Dr. Grizzell and Ascension Medical Group Via Christi pulmonologist Abed Abu-Samra, MD, are serving as co-medical directors for the lung nodule clinic; interventional pulmonologist Thamer Sartawi, MD, is also a key member of the clinic’s multidisciplinary team.
The Surgery department at Ascension Via Christi St. Francis has acquired an ION system, a robotic-assisted platform for performing minimally invasive peripheral lung biopsies.
"It’s a precise system that will allow us to locate and reach nodules as small as 8 millimeters in size," says Dr. Abu-Samra. The new system is expected to be in place and operational in the next few weeks.

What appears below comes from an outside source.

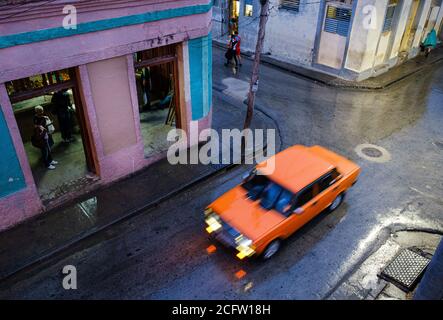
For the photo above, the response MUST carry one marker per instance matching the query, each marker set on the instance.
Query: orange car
(256, 215)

Ascension Via Christi’s Wichita hospitals also are expecting delivery by year’s end of a new EON imaging software system, which uses computational linguistics to identify incidental pulmonary nodules and other relevant findings on computed tomography, magnetic resonance and X-ray radiology reports.
"Using this software with all upper body diagnostic imaging performed at our Wichita hospitals is one more way for us to detect lung cancers at their earliest and most treatable stages," says Keisha Humphries, RN, who leads Oncology Services at Ascension Via Christi. "Ultimately, for some patients it will be a life-saver."
Patients determined to need further evaluation will be referred by their nurse navigator to the new lung nodule clinic for follow up.
"I am excited to see all our plans for identifying lung cancers earlier and quickly developing and implementing a plan of treatment that is more convenient for patients and their families come together," says Humphries.